As processing power allows more data to be used, feeding the monster
will become top priority.
-Anonymous
This
is a bit of a poor question, since it really depends on the type
of game and the ability of the developers to make good use of
the hardware.For
many developers, just having vastly more processing power will
be the most useful thing because they seem to have difficulty
getting their games to run quickly enough on current hardware.
For others, having more flexible and advanced graphical capabilities
will be more important, because they desperately want to make
their games look even more real than they do now.
Still others
will find that the increased storage available (both on media
and in memory) will make a huge difference to the size of their
worlds and the depth of detail which can be included in those
worlds.
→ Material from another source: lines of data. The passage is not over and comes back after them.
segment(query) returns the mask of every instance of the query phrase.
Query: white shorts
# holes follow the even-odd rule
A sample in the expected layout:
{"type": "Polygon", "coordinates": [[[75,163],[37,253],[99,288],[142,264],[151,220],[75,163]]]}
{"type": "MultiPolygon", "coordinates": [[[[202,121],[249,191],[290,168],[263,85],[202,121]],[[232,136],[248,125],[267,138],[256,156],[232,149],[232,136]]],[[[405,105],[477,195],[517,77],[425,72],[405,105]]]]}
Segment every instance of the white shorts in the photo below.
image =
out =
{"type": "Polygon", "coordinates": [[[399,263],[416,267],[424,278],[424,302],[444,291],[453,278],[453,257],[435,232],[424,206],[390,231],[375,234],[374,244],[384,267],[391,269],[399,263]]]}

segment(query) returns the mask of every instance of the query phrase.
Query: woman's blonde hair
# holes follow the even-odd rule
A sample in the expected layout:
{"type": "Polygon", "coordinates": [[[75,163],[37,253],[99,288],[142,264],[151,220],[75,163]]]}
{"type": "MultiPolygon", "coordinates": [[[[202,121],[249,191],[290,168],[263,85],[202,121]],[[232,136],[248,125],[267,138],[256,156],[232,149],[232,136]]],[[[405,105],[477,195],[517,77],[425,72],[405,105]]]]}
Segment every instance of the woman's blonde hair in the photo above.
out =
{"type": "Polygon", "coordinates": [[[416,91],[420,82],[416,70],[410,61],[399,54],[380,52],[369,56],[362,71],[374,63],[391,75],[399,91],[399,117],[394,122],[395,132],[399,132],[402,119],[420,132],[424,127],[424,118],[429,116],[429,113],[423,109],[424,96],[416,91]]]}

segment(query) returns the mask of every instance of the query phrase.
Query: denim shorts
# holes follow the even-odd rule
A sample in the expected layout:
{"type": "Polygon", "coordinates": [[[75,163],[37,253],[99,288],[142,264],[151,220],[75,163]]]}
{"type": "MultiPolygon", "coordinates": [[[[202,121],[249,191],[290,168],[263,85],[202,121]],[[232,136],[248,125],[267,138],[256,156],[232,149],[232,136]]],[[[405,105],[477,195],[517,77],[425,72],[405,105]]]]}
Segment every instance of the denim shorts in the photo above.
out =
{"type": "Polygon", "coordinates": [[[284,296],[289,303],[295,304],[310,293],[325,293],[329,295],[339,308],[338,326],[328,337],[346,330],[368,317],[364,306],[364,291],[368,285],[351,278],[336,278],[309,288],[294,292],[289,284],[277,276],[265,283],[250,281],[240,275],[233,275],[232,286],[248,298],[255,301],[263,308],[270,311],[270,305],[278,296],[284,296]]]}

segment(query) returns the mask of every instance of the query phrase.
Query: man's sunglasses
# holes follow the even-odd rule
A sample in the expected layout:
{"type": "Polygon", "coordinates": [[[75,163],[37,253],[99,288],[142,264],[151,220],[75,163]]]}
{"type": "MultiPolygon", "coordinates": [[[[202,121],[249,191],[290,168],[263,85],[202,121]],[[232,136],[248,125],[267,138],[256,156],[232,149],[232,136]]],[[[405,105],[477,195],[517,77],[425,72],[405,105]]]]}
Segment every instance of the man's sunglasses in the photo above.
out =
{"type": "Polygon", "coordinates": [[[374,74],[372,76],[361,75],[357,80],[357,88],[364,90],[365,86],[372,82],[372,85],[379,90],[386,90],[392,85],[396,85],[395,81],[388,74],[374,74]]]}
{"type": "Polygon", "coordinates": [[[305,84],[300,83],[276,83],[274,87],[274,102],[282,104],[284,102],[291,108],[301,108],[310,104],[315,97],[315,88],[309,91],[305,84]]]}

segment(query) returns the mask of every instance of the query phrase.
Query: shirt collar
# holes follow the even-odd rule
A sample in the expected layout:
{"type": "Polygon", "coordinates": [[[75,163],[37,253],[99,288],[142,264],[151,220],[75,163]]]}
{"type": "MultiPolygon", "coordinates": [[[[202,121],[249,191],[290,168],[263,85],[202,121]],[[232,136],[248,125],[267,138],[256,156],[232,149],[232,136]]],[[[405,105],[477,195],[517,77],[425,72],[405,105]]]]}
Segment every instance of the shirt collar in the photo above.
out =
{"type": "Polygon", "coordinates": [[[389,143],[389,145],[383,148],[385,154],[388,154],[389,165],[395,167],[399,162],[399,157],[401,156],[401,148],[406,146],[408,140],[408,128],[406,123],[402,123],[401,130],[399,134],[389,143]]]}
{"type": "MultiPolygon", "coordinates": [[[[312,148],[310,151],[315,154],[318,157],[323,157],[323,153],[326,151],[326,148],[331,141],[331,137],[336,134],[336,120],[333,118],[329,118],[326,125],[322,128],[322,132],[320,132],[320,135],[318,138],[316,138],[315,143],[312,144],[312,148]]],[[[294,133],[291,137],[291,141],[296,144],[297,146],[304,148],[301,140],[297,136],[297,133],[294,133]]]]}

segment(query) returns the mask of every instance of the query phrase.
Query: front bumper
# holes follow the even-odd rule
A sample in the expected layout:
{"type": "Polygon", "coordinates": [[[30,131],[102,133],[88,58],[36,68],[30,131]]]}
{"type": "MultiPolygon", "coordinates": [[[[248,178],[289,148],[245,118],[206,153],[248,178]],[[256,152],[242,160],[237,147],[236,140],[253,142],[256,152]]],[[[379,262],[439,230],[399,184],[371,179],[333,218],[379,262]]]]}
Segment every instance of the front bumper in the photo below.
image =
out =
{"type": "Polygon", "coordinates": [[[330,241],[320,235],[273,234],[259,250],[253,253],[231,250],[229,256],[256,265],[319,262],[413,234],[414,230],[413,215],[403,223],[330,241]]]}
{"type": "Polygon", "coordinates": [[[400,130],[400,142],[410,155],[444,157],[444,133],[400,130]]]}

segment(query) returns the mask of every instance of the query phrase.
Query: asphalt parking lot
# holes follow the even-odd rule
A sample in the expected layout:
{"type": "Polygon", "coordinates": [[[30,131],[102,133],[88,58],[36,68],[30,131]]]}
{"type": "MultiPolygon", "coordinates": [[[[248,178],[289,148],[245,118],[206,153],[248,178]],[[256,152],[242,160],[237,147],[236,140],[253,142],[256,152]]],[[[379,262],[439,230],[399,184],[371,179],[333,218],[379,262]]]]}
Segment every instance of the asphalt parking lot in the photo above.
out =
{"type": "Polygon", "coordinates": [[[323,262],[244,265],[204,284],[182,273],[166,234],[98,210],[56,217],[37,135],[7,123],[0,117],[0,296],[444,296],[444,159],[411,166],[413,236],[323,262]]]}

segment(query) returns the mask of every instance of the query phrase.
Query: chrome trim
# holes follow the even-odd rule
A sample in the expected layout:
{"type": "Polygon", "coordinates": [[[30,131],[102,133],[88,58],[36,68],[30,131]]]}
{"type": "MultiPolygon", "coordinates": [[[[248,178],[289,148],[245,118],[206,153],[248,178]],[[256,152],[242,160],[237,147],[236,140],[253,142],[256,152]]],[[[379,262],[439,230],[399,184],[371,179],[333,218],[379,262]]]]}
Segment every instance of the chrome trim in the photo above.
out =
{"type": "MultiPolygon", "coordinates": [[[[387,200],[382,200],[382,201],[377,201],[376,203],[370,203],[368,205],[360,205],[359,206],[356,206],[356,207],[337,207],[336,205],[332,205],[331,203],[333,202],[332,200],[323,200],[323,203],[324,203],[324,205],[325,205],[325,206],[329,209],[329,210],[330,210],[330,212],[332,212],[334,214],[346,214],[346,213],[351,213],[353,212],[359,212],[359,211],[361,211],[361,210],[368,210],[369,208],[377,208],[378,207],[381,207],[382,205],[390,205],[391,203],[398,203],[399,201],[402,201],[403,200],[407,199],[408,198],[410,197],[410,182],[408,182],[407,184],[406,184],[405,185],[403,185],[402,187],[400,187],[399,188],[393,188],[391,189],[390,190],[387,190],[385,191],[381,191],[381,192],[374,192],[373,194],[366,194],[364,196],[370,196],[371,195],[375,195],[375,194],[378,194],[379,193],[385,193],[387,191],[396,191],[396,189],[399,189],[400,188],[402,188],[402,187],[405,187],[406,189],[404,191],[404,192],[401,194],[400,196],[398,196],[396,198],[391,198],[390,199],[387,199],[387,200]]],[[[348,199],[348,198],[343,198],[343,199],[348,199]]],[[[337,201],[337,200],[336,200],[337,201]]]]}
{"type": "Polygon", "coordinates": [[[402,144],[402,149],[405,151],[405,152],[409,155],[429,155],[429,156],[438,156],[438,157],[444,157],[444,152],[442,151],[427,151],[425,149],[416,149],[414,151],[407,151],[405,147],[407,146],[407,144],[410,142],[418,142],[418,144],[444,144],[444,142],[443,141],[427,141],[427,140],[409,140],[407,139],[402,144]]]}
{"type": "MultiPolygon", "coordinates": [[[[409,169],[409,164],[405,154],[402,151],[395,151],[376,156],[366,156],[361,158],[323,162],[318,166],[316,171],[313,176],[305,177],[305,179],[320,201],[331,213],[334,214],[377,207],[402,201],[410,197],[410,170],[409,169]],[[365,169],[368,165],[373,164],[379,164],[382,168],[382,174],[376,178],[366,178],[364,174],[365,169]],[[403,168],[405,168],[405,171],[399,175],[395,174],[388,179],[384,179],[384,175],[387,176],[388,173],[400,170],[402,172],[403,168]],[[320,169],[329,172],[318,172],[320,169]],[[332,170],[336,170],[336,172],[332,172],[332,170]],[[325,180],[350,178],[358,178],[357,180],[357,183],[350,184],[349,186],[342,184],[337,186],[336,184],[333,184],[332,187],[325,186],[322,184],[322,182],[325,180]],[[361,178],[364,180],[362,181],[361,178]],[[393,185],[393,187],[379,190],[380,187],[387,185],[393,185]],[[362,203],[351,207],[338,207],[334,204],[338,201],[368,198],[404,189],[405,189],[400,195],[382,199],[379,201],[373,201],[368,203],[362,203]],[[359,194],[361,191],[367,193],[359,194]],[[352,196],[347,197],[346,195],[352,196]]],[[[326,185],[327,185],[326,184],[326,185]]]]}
And for those who are there at the cold metal face, coding
for the specific machines rather than writing generic code which
will run on anything, the most important innovations will be things
like the multi-processor nature, or the vastly increased vectorization
capabilities.
However
I suspect that the overall single most important factor will
be the limitations - there will always be one thing which limits
us more than we want it to, which will most likely be speed of
access to data, both from media (even BluRay doesn't allow you
to access data that much faster than DVD, and it still suffers
from the same horrendous seek times) and from memory (which on
some systems is apparently no faster than it was on the previous
generation, for access to data which is completely off cache).